Remix.run Logo
rklaehn 4 days ago

Nice list.

I think iroh checks all the boxes but one.

( ) Doesn't contain window logic to emulate best-effort datagrams over about 1500 bytes

So you want a way to send unreliable datagrams larger than one MTU. We don't have that, since we only support datagrams via https://datatracker.ietf.org/doc/html/rfc9221 .

You could just use streams - they are extremely lightweight. But those would then be reliable datagrams, which comes with some overhead you might not want.

So how hard would it be to implement window logic on top of RFC9221 datagrams?

flub 4 days ago | parent | next [-]

I'm not sure I fully understand this window logic question. QUIC does MTU discovery, so if the link supports bigger datagrams the MTU will go up. Unreliable datagrams using RFC9221 can be sent up to the MTU size minus the QUIC packet overhead. So if your link supports >1500 bytes then you should be able to send datagrams >1500 bytes using iroh.

rklaehn 4 days ago | parent [-]

I think the OP wants a built in solution to send unreliable datagrams larger than the MTU.

flub 4 days ago | parent [-]

Fragmenting datagrams (or IP packets) is generally not a good idea. All protocol designs have been moving away from this the past few decades. If you want unreliable messages of larger than the MTU maybe taking some inspiration from Media-over-QUIC is a good idea. They use one uni-directional QUIC stream per message and include some metadata at the start of each stream to explain how old it is. If a stream takes too long to read to end-of-stream and you already have a newer message in a new uni-directional stream you can cancel the previous streams (using something like SendStream::reset or RecvStream::stop in Quinn API terms, depending on which side detects the message is no longer needed earlier). Doing this will stop QUIC from retransmitting the lost data from the message that's being slow to receive.

zackmorris 4 days ago | parent [-]

Right, I should have been more clear about that. Window logic was perhaps the wrong term, since I don't care about resends.

The use case I have in mind is for realtime data synchronization. Say we want to share a state larger than 1500 bytes, then we have to come up with a clever scheme to compress the state or do partial state transfer, which could require knowledge of atomic updates or even database concepts like ACID, which feels over-engineered.

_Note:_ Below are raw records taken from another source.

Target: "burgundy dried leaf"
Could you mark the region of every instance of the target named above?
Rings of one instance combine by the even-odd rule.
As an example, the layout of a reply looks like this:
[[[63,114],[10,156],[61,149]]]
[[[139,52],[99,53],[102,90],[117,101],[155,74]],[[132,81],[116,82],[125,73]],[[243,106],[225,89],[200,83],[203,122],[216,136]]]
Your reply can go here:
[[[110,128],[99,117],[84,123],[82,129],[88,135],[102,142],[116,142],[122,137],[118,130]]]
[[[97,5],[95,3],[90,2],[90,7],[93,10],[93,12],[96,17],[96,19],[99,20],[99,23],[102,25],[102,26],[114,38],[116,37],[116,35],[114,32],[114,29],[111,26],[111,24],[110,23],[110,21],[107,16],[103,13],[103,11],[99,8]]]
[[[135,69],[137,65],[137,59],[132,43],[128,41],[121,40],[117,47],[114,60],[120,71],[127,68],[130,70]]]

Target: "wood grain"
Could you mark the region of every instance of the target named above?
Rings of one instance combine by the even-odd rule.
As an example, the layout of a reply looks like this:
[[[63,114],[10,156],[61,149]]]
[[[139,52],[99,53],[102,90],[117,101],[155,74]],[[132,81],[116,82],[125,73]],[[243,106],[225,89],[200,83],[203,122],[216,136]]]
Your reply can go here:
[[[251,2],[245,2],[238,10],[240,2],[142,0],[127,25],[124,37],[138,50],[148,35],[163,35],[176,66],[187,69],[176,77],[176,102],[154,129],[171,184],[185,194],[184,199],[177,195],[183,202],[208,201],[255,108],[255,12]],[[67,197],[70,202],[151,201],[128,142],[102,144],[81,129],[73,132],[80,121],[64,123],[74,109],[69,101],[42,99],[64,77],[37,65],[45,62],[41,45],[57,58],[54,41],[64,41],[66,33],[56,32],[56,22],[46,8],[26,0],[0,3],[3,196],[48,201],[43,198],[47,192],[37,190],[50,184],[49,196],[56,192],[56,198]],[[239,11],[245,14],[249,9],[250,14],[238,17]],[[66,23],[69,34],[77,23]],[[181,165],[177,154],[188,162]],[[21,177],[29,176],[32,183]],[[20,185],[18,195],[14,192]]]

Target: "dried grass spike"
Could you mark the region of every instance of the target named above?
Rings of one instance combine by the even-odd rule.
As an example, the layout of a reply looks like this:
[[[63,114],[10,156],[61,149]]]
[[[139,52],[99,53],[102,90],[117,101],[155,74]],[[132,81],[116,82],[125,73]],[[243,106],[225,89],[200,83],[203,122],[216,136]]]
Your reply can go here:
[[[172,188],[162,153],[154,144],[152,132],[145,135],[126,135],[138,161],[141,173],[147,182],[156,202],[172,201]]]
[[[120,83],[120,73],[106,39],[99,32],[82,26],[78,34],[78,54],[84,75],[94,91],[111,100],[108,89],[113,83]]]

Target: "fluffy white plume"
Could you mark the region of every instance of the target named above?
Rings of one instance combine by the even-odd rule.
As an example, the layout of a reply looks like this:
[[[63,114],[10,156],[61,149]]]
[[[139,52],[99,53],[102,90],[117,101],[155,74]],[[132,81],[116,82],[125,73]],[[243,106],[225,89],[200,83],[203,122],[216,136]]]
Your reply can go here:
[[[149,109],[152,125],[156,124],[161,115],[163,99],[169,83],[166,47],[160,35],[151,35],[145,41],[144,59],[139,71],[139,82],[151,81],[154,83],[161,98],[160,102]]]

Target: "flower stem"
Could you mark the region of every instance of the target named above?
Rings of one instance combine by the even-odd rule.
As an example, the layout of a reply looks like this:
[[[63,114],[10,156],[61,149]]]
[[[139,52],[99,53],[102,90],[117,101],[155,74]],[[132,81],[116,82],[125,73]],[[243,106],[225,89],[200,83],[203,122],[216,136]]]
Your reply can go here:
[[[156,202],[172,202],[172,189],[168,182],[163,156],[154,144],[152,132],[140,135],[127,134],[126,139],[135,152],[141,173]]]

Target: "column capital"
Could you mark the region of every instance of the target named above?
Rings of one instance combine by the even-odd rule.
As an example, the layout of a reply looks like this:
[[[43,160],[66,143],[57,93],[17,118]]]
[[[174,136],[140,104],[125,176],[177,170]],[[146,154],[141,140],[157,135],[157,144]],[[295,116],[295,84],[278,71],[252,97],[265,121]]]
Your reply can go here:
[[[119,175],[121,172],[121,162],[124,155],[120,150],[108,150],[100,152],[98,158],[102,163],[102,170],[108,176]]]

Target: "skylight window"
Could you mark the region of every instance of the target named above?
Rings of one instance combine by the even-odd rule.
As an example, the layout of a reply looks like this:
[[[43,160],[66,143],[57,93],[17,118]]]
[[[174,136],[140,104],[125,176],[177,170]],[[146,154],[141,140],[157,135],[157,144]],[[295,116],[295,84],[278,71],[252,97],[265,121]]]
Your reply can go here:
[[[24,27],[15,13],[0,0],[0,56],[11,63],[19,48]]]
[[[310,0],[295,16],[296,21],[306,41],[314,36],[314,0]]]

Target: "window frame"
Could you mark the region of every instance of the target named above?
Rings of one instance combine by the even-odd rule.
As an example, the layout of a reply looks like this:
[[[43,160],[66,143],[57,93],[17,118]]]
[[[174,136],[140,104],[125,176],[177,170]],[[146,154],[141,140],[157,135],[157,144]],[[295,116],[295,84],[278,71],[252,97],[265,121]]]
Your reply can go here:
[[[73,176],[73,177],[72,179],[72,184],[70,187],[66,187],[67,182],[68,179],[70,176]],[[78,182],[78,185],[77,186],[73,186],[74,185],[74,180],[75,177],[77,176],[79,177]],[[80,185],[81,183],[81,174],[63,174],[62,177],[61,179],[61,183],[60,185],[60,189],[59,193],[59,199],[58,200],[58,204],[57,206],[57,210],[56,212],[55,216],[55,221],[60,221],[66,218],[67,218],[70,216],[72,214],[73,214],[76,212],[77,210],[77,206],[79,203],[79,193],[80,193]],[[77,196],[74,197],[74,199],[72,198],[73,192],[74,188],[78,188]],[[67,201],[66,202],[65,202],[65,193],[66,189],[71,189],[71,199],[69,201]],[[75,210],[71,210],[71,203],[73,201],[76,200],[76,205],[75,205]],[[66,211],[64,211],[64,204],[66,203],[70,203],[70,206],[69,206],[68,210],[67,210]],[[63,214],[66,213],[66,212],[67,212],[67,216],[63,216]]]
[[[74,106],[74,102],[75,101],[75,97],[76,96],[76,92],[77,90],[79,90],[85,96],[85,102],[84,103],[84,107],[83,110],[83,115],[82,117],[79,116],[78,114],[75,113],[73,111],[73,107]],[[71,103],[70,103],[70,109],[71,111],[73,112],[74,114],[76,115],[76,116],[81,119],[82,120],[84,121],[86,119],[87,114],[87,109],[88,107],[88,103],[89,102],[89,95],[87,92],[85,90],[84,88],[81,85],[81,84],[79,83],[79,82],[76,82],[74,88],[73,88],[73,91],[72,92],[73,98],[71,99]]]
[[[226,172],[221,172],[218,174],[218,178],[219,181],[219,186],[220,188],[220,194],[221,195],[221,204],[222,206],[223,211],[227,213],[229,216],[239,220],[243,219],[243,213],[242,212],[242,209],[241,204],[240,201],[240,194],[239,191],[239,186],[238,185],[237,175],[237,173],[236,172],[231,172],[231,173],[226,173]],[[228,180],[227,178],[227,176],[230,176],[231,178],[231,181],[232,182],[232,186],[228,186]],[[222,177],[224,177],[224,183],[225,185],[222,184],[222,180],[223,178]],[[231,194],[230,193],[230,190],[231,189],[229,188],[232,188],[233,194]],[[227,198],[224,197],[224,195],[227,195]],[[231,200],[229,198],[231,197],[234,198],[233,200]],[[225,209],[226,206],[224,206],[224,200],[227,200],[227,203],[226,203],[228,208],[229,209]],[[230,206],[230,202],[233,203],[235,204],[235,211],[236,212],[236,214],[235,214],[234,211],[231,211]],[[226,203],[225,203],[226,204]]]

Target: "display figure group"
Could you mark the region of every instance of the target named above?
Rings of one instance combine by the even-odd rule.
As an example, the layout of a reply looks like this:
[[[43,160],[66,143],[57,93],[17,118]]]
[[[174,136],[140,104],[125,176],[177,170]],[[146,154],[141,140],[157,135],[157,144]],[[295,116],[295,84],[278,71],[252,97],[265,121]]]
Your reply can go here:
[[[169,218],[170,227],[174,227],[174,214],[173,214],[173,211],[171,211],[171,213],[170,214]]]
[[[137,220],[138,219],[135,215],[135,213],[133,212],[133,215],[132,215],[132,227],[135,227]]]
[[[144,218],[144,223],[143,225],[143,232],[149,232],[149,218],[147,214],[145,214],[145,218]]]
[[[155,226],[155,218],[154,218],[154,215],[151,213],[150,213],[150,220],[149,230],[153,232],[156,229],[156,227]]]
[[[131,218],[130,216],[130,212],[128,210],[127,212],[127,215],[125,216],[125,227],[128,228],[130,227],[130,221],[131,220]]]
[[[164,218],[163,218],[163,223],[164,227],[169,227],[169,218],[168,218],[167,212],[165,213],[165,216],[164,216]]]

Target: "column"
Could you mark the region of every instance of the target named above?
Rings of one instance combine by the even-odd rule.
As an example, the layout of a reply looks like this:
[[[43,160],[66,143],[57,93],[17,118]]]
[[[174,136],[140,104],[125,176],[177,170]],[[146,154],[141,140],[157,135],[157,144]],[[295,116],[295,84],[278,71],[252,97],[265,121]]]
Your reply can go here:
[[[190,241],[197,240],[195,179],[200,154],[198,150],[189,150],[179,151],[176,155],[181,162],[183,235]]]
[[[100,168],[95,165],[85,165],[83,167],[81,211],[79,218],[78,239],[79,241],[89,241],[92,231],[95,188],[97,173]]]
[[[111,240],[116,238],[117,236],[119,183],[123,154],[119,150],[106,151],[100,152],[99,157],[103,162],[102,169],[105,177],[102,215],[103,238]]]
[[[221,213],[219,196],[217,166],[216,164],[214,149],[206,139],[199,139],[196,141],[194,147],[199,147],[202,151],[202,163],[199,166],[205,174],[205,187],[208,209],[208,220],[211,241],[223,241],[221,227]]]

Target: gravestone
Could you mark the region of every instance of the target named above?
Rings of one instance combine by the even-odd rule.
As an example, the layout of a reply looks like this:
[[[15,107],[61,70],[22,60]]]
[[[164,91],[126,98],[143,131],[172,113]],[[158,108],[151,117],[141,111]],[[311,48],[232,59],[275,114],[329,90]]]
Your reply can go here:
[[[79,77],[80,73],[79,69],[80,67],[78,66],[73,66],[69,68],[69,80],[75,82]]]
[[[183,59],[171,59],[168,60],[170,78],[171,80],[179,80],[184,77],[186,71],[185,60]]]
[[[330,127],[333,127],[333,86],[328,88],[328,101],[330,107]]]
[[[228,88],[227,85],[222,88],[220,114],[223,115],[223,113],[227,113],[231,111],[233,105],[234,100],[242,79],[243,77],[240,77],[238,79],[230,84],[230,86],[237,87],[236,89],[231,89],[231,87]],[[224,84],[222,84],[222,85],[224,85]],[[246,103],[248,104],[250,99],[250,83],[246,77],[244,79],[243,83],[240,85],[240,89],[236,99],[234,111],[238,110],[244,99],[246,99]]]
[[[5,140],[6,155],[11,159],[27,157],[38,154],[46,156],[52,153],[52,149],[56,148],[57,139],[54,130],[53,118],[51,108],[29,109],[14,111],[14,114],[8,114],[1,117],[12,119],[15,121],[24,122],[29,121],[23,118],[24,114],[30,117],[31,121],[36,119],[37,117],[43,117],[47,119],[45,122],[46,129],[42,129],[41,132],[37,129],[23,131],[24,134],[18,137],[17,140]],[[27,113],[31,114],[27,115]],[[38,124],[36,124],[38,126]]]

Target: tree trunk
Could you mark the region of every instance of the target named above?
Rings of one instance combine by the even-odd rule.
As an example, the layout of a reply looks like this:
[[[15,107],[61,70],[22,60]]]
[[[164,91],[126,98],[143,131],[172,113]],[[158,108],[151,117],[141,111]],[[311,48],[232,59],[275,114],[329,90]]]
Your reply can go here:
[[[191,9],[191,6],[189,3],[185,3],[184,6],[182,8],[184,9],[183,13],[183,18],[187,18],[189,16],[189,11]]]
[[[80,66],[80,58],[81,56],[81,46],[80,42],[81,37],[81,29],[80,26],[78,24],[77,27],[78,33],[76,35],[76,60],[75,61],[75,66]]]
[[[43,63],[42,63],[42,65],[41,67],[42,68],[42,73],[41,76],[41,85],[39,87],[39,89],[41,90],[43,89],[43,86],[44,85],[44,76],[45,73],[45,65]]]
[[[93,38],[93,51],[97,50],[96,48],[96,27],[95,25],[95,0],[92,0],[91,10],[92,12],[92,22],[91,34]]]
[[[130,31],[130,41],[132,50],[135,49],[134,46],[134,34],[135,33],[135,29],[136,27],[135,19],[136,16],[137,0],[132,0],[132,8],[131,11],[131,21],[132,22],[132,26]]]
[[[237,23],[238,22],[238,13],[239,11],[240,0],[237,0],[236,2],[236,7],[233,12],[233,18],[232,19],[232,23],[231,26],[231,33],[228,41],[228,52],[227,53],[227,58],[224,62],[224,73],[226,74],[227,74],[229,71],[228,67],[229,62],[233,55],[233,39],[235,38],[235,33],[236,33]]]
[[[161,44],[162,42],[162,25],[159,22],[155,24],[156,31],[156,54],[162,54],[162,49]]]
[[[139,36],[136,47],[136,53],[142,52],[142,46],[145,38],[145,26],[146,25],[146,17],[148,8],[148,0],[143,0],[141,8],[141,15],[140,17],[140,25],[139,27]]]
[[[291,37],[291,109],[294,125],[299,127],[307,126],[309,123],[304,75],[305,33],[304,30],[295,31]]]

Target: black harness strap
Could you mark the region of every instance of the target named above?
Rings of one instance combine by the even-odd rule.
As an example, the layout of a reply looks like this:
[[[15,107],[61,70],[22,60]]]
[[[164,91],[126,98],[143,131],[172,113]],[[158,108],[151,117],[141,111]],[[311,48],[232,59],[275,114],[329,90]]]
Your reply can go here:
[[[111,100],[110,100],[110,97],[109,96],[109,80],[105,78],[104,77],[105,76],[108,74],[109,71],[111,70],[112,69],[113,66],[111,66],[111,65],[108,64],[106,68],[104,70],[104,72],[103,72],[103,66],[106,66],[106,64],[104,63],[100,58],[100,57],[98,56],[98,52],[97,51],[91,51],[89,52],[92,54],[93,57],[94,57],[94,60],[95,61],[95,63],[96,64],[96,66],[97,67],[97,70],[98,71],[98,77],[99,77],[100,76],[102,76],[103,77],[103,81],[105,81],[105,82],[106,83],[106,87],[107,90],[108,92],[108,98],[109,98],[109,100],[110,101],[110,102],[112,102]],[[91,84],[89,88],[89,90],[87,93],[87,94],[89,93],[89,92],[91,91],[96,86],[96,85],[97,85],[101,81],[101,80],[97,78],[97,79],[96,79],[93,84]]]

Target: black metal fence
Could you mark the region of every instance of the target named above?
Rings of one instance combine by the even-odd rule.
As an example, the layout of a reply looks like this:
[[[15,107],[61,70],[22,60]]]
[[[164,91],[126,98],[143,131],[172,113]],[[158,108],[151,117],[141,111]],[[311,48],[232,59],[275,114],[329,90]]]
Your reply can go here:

I'd prefer it if the protocol batched datagrams for me. For example, if we send a state of 3000 bytes, that's 2 datagrams at an MTU of 1500. Maybe 1 of those 2 fails so the message gets dropped. When we send a state again, for example in a game that sends updates 10 times per second, maybe the next 2 datagrams make it. So we get the most recent state in 3 datagrams instead of 4, and that's fine.

I'm thinking that a large unreliable message protocol should add a monotonically increasing message number and index id to each datagram. So sending 3000 bytes twice might look like [0][0],[0][1] and [1][0],[1][1]. For each complete message, the receiver could inspect the message number metadata and ignore any previous ones, even if they happen to arrive later.

Looks like UDP datagram loss on the internet is generally less than 1%:

https://stackoverflow.com/questions/15060180/what-are-the-ch...

So I think this scheme would generally "just work" and hiccup every 5 seconds or so when sending 10 messages per second at 2 datagrams each and a 99% success rate, and the outage would only last 100 ms.

We might need more checklist items:

  ( ) Doesn't provide a way to get the last known Maximum Transmission Unit (MTU)
And optionally:

  ( ) Doesn't provide a way to get large unreliable message number metadata
GoblinSlayer 4 days ago | parent | prev [-]

Also there's no solution to punch through NAT.

rklaehn 4 days ago | parent | next [-]

Iroh will do hole punching through NATs. It will even work in many cases when there are NATs on both sides.

There are some limitations regarding some double NATs or very strictly configured corporate firewalls. This is why there is always the relay path as a fallback.

If you have a specific situation in mind and want to know if hole punching works, we got a tool iroh-doctor to measure connection speed and connection status (relay, direct, mixed):

https://crates.io/crates/iroh-doctor , can be installed using cargo install iroh-doctor if you have rust installed.

flub 4 days ago | parent | prev [-]

There might be some confusion here, holepunching is a core functionality of iroh. There are still some firewall configurations that iroh can not yet holepunch and that can still be improved, but in general the holepunching works rather well.